You are given a set of syntax rules for a hypothetical programming language written in BNF/EBNF. Design data structures and algorithms that: ( 1) parse the grammar into an internal representation (terminals, nonterminals, productions, precedence/associativity); ( 2) detect issues such as left recursion, ambiguity, unreachable or non-productive symbols; ( 3) apply transformations (left-recursion elimination, left factoring) to enable efficient parsing; ( 4) compute FIRST/FOLLOW sets and determine whether the grammar is LL ( 1); if not LL ( 1), justify choosing LR ( 1), GLR, Earley, or PEG parsing and outline construction; ( 5) implement a lexer and parser that build an abstract syntax tree (AST) for input programs; ( 6) provide error reporting and recovery with expected-token hints; ( 7) support operator precedence and associativity declarations; ( 8) analyze time and space complexity for grammar processing and parsing, and discuss trade-offs; ( 9) optionally support incremental or streaming parsing.

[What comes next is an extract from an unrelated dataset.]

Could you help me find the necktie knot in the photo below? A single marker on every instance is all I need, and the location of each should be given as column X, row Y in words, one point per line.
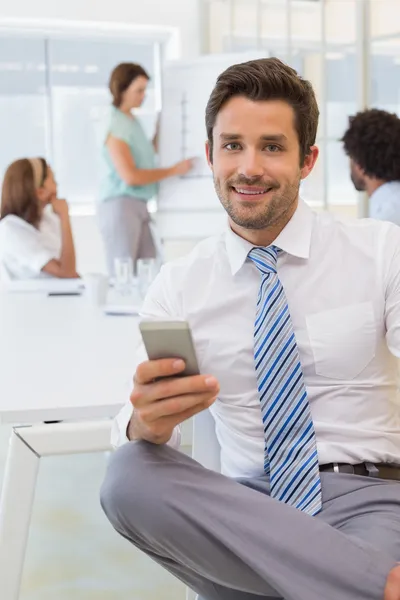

Provide pseudocode and explain your design choices.

Quick Answer: This question evaluates competency in compiler and language design, covering grammar analysis, parsing algorithms (LL/LR/GLR/Earley/PEG), lexer and parser implementation, AST construction, error reporting and recovery, operator precedence and associativity, and analysis of time/space trade-offs.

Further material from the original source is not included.